Die Aktien des ungarischen Likörherstellers Zwack Unicum Rt sind nichts für schnelle Schnäppchenjäger. Umso mehr kommen vorsichtige Anleger mit Sinn für kontinuierlich fließende Erträge auf ihre Kosten.

BUDAPEST. Seit Jahren zahlt Zwack mit durchschnittlich 75% vom Jahresgewinn die höchste Dividende aller in Budapest notierten Gesellschaften. Ein "sicherer Hafen" also in den unsicheren Zeiten an den Aktienmärkten.

Dabei steht der Name Zwack nicht nur für ein gutes Geschäft. Auch aus der ungarischen Geschichte, Kultur und Unternehmertradition ist er nicht wegzudenken. Schon bald nach der Gründung im Jahre 1840 brachte Zwack über 200 Liköre und Brandies auf den Markt. 1948 zwangen die Kommunisten die Familienbesitzer in die Emigration und verstaatlichten das Unternehmen, das fortan ohne Originalrezepte vor sich hin produzierte. Im Sommer 1989 gelang es dem heutigen Vorstandsvorsitzenden Peter Zwack, das Unternehmen vom Staat zurückzukaufen und bald wieder Produkte der traditionellen Qualität auf den Markt zu bringen.

Peter Zwack sitzt auch für die ungarischen Liberalen (SZDSZ) im Parlament. Sein Spitzenprodukt ist der Magenbitter "Unicum", der mit Sicherheit in allen Getränkeregalen ungarischer Geschäfte und Supermärkte zu finden ist. Viele lieben ihn auch als Aperitiv. Der Name geht zurück auf den österreichischen Kaisers Joseph II, der ausrief "Das ist ein Unikum", nachdem ihm sein Leibarzt den Magenbitter zum probieren empfohlen hatte. Heute exportiert Zwack seine verschiedenen Produkte mit wachsendem Erfolg in über 30 Staaten rund um die Welt, insbesondere auch nach Deutschland.

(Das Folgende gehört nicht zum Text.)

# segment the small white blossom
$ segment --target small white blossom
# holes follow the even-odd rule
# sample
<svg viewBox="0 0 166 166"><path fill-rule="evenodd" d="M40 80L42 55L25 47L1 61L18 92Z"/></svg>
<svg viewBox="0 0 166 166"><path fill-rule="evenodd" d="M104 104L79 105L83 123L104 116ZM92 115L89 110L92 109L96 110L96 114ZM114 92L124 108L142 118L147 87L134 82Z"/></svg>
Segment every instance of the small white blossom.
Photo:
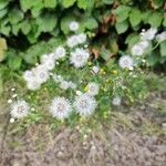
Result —
<svg viewBox="0 0 166 166"><path fill-rule="evenodd" d="M69 89L69 83L68 83L68 81L62 81L62 82L60 83L60 87L61 87L62 90L68 90L68 89Z"/></svg>
<svg viewBox="0 0 166 166"><path fill-rule="evenodd" d="M121 97L120 96L114 97L112 101L112 104L114 106L120 106L121 105Z"/></svg>
<svg viewBox="0 0 166 166"><path fill-rule="evenodd" d="M50 106L50 112L52 113L53 117L56 117L58 120L64 120L71 114L72 106L68 98L58 96L53 98Z"/></svg>
<svg viewBox="0 0 166 166"><path fill-rule="evenodd" d="M79 29L79 23L76 21L72 21L69 28L71 31L76 31Z"/></svg>
<svg viewBox="0 0 166 166"><path fill-rule="evenodd" d="M100 92L98 84L96 84L95 82L91 82L91 83L87 84L87 92L86 93L89 95L94 96L94 95L97 95L98 92Z"/></svg>
<svg viewBox="0 0 166 166"><path fill-rule="evenodd" d="M73 106L80 115L89 116L94 113L96 108L96 101L87 94L82 94L76 96Z"/></svg>
<svg viewBox="0 0 166 166"><path fill-rule="evenodd" d="M11 103L12 103L12 100L8 100L8 103L11 104Z"/></svg>
<svg viewBox="0 0 166 166"><path fill-rule="evenodd" d="M69 48L74 48L79 44L79 41L77 41L77 35L72 35L70 38L68 38L66 40L66 45Z"/></svg>
<svg viewBox="0 0 166 166"><path fill-rule="evenodd" d="M49 79L49 72L43 66L39 65L34 71L37 82L40 84L44 83Z"/></svg>
<svg viewBox="0 0 166 166"><path fill-rule="evenodd" d="M143 55L144 50L139 44L135 44L135 45L132 46L131 52L132 52L133 55L138 55L139 56L139 55Z"/></svg>
<svg viewBox="0 0 166 166"><path fill-rule="evenodd" d="M157 40L158 42L165 41L165 40L166 40L166 31L164 31L164 32L157 34L157 35L156 35L156 40Z"/></svg>
<svg viewBox="0 0 166 166"><path fill-rule="evenodd" d="M25 81L30 81L30 80L33 79L33 77L34 77L34 74L33 74L32 71L25 71L25 72L23 73L23 79L24 79Z"/></svg>
<svg viewBox="0 0 166 166"><path fill-rule="evenodd" d="M95 74L97 74L97 73L100 72L100 68L93 66L93 68L92 68L92 71L93 71Z"/></svg>
<svg viewBox="0 0 166 166"><path fill-rule="evenodd" d="M141 40L143 40L143 41L149 40L151 41L155 38L156 33L157 33L157 29L151 28L147 31L141 33Z"/></svg>
<svg viewBox="0 0 166 166"><path fill-rule="evenodd" d="M65 49L63 46L58 46L56 50L55 50L55 60L59 60L59 59L62 59L65 56Z"/></svg>
<svg viewBox="0 0 166 166"><path fill-rule="evenodd" d="M129 55L121 56L118 64L122 69L133 69L134 62Z"/></svg>
<svg viewBox="0 0 166 166"><path fill-rule="evenodd" d="M27 86L29 90L35 91L41 87L41 84L35 79L32 79L29 82L27 82Z"/></svg>
<svg viewBox="0 0 166 166"><path fill-rule="evenodd" d="M75 68L82 68L87 63L90 53L84 49L76 49L74 52L71 52L71 63Z"/></svg>
<svg viewBox="0 0 166 166"><path fill-rule="evenodd" d="M81 33L81 34L79 34L77 35L77 42L80 43L80 44L82 44L82 43L84 43L85 41L86 41L86 34L85 33Z"/></svg>
<svg viewBox="0 0 166 166"><path fill-rule="evenodd" d="M82 92L81 91L76 91L76 95L82 95Z"/></svg>
<svg viewBox="0 0 166 166"><path fill-rule="evenodd" d="M15 121L14 118L10 118L10 123L14 123L14 121Z"/></svg>
<svg viewBox="0 0 166 166"><path fill-rule="evenodd" d="M11 116L13 118L22 118L28 115L30 106L25 101L17 101L11 105Z"/></svg>

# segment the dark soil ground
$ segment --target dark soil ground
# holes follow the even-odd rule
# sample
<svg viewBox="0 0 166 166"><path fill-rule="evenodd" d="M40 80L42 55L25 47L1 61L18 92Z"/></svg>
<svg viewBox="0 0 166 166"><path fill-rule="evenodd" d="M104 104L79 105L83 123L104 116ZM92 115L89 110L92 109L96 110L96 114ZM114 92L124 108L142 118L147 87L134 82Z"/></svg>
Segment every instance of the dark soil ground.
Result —
<svg viewBox="0 0 166 166"><path fill-rule="evenodd" d="M153 93L84 134L82 126L50 132L44 124L18 133L1 120L0 166L166 166L165 100L166 93Z"/></svg>

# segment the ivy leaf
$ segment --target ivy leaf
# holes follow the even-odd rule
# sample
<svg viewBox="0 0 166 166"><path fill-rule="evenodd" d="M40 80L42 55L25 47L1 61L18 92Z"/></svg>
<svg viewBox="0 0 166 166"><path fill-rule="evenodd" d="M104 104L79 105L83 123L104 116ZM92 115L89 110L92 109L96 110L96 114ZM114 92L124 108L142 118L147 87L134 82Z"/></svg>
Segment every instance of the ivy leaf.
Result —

Partner fördern den Export

Eine große Stütze für den Export sind die ausländischen Geschäftspartner. Zusammen mit Emil Underberg hält Peter Zwack 50 % des Firmenkapitals plus eine Aktie, weitere 26 % liegen beim internationalen Getränkehersteller Selviac BW, früher Guiness UDW. Andere in- und ausländische institutionelle Investoren verfügen über 9,96 % bzw. 6,41 % der Aktien. 7,51 % befinden sich in Streubesitz, 0,12 % halten die Zwack-Beschäftigten.

Laut Bericht an die Budapester Börse hat die Zwack Unicum Rt im ersten Halbjahr 2002 einen Bruttoumsatz von 11,27 Mrd. Forint erzielt, 7,4 % mehr als im Vorjahreszeitraum. Die Exporterlöse stiegen auf 418 Mill. Forint (plus 6,1% gegenüber dem 1. Halbjahr 2001) Der Gewinn vor Steuern wuchs um 11% auf 1,031 Mrd. Forint.

Der Budapester Analyst Tamas Varkonyi von der ING meinte, die Zwack-Aktie biete sehr große Sicherheit, da das Unternehmen sowohl mit seinen Premiumprodukten wie Unicum, Vilmos und Hubertus als auch mit preiswerteren Getränken wie Backrum über einen sicheren hohen Umsatz verfüge. Und "guter Alkohol wird immer konsumiert", sagt Varkonyi. Zwack benötige zwar kurzfristige Kredite insbesondere wegen der fortgesetzten Versuche der Hypermärkte, die Ankaufpreise zu drücken, habe aber keine langfristigen Schulden.

Varkonyi, dem die sehr hohe Dividende gefällt, hält ein Kurspotenzial von etwa 1000 Forint bis zum Jahresende für möglich. Ungarische Zeitungen wie "Vilaggazdasag" und "Magyar Hirlap" zitierten ausländische Analysten unter anderem aus London, die zunehmend ungarische Titel zum Kauf anbieten. Auch Sylwia Szczepek vom DWS Europe Convergence Equities Fonds geht davon aus, dass osteuropäische Aktien noch populärer werden. Der Beitritt von Ländern wie Ungarn zu Eurozone werde zu Zinssenkungen führen, was die Anlagebereitschaft fördere.